Rick Rash, 52, a married father of two adult children and an independent trucker since 1980, can’t remember when it was harder to make ends meet.

"This is probably as tough as it’s ever been," Rash said.

Shipping rates for trucking, with the exception of fuel surcharges that cover part of the increased cost of diesel, haven’t changed much since he bought his first rig but other prices continue to ratchet up, Rash said.

The trucking industry is suffering from a double whammy — slack demand for shipping, which depresses prices, and spikes in the price of diesel.

Demand for shipments by truck has slumped along with the economy, particularly for construction materials used in building new homes. Analysts see trucking as a leading indicator of economic trends, and some economists think the nation is rapidly slipping into a recession or is already in one.

Yet the price that truckers pay for fuel has been skyrocketing.

Diesel, which sold for an average of $1.48 a gallon on the West Coast in January 2000, reached $2.85 in January last year, according to the U.S. Energy Information Administration.

The latest government survey on Monday calculated an average of $4.02 per gallon of diesel.

Nevada has some of the nation’s highest prices for diesel with the exception of the West Coast and Hawaii, said Paul Enos, chief executive officer of the Nevada Motor Transport Association.

Fuel costs have "almost doubled for us over a four-year period," said Paul Truman, president of family-owned trucking company Truline Corp. of Las Vegas.

Danny Ipson, president of the Nevada trade group and vice president of DATS Trucking, blames the recent price spike on the surging price of crude oil.

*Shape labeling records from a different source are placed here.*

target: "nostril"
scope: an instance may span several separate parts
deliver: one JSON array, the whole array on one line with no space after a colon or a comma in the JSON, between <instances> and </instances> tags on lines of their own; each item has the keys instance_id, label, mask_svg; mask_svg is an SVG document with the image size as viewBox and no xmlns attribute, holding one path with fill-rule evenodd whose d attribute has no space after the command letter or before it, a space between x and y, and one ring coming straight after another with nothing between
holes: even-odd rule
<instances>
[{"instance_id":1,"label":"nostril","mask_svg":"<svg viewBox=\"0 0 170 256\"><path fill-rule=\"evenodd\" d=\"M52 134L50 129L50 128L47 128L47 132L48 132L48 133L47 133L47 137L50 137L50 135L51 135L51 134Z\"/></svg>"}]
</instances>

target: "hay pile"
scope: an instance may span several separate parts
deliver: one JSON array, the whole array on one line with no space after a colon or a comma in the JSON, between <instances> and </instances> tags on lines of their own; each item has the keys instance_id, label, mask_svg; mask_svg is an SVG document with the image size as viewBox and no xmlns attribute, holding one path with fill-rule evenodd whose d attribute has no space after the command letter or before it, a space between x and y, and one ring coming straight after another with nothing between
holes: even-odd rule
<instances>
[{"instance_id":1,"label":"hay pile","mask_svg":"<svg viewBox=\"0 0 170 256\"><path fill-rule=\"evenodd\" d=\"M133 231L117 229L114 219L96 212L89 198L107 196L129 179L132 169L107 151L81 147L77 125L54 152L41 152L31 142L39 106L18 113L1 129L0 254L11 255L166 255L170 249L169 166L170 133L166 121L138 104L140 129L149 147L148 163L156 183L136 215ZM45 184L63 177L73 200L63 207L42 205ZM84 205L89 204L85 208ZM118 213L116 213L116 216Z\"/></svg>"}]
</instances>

The company sells diesel to truckers and service stations through its Overland Petroleum subsidiary.

Profit margins often run 1 percent or 2 percent in trucking, Enos said.

"This is an industry where pennies do make a difference," Enos said. "Unfortunately, I think you’re going to see a lot of smaller companies go out of business."

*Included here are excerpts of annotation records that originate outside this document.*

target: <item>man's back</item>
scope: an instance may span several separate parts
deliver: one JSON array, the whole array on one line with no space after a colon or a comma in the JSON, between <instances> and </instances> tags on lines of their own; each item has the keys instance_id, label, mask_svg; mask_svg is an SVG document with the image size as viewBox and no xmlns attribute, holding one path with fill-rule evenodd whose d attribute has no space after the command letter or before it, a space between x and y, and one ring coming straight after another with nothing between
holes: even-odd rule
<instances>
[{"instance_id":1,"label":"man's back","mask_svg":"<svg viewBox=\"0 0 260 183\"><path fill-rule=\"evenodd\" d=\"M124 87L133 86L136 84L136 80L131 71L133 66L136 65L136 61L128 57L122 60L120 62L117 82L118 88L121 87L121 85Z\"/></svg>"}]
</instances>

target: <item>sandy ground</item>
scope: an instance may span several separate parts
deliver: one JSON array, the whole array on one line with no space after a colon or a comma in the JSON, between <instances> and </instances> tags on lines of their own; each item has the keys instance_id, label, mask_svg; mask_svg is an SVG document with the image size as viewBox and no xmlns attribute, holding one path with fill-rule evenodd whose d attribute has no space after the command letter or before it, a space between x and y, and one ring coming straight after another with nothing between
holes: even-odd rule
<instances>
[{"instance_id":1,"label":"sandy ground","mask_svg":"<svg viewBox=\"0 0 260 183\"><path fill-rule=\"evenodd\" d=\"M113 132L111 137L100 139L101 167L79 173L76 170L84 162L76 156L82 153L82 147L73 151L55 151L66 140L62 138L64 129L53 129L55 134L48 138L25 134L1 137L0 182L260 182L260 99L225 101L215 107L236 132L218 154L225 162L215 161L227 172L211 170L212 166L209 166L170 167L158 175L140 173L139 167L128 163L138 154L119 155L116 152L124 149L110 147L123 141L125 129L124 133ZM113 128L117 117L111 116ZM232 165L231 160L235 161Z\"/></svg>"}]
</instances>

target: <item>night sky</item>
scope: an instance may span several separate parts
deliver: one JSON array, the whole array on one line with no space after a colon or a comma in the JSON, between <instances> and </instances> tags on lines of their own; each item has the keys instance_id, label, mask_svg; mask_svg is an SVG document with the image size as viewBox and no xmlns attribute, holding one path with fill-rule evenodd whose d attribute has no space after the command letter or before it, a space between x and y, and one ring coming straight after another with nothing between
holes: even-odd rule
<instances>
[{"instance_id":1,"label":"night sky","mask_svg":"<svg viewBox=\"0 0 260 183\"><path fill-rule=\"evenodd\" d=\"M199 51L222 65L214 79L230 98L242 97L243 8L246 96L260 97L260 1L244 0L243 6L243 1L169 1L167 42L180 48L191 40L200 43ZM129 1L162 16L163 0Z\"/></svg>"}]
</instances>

Some large trucking companies may fail, too, Ipson said.

"They are going to have to cut costs somewhere to compete," Ipson said.

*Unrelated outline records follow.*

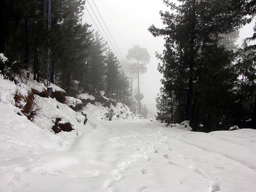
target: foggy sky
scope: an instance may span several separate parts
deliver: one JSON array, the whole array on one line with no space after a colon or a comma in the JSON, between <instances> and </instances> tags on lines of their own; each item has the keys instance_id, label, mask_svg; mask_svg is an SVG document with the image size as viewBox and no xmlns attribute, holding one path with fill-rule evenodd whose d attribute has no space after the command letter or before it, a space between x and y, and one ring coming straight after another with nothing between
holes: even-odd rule
<instances>
[{"instance_id":1,"label":"foggy sky","mask_svg":"<svg viewBox=\"0 0 256 192\"><path fill-rule=\"evenodd\" d=\"M94 2L101 15L98 13L92 0L87 1L86 6L104 38L109 42L112 51L116 54L104 31L108 35L119 55L120 58L117 54L116 56L120 61L123 59L123 57L125 59L128 50L132 49L135 45L139 45L140 47L147 49L151 55L151 60L146 65L147 72L140 76L140 88L141 92L144 96L142 100L142 104L146 104L149 110L156 113L155 98L161 86L160 80L162 76L157 71L157 64L160 61L156 58L155 53L156 51L162 53L164 40L162 37L154 37L147 31L147 28L153 24L157 27L162 27L159 11L168 10L168 8L161 0L94 0ZM104 30L99 24L90 5L92 7ZM83 22L92 24L91 29L93 29L95 31L98 31L86 9L84 9L84 13ZM105 28L101 16L108 29ZM251 23L241 30L241 37L237 42L239 45L242 44L243 39L252 35L252 29L253 25L254 23ZM110 32L115 42L112 41L108 30ZM121 54L115 47L115 43ZM120 63L124 65L122 62ZM134 81L134 89L137 87L137 80Z\"/></svg>"}]
</instances>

Eventually the rates for trucking will increase and result in higher prices for goods, analysts said. But truckers are caught in a bind between rising diesel prices and low shipping rates for now.

Norita Taylor, a spokeswoman of the Owner-Operator Independent Drivers Association, gets a good overview of what’s happening with independent truck drivers: "Some people are selling their trucks. Some people simply park and refuse to turn a wheel until they get a rate worth driving for."

Others continue to roar down the highways, she said.

Independent driver Rash said he is cutting costs every way he can. He does some of his own truck repairs and tries to minimize telephone bills and even cable television expenses.

While independent, Rash works almost entirely for Truline Corp., a family-owned interstate trucking company with 175 trucks of its own and 240 employees.

Customers pick up part of the fuel expense through a surcharge, Truman said, but truckers don’t get a surcharge for the miles they drive empty. Truline often sends empty trucks out of Las Vegas to retrieve shipments from places like Los Angeles.

Truline carries a variety of products, ranging from steel and lumber for the construction industry to food, beverages and retail products for large retail stores.

The housing market collapse has slashed demand for construction materials, but Truline continues to ship materials for commercial projects.

"We started to see a slowdown in about July 2006," Truman said.

In recent weeks, Truman has seen an uptick in demand for shipping, but he doesn’t know whether it’s a sign that trucking is picking up or just a momentary blip.

Ipson doesn’t share Truman’s cautious optimism. The trucking business is "looking flat to down right now," Ipson said.

Longer term, the country faces a shortage in truck drivers as older drivers retire and young workers shun trucking for other careers, Enos said.

"It’s a hard life, driving a truck, being away from home," Enos said. "There’s a high turnover rate (of drivers)."

Rash agreed: "The truckers do the hardest work for the country, and they are least appreciated."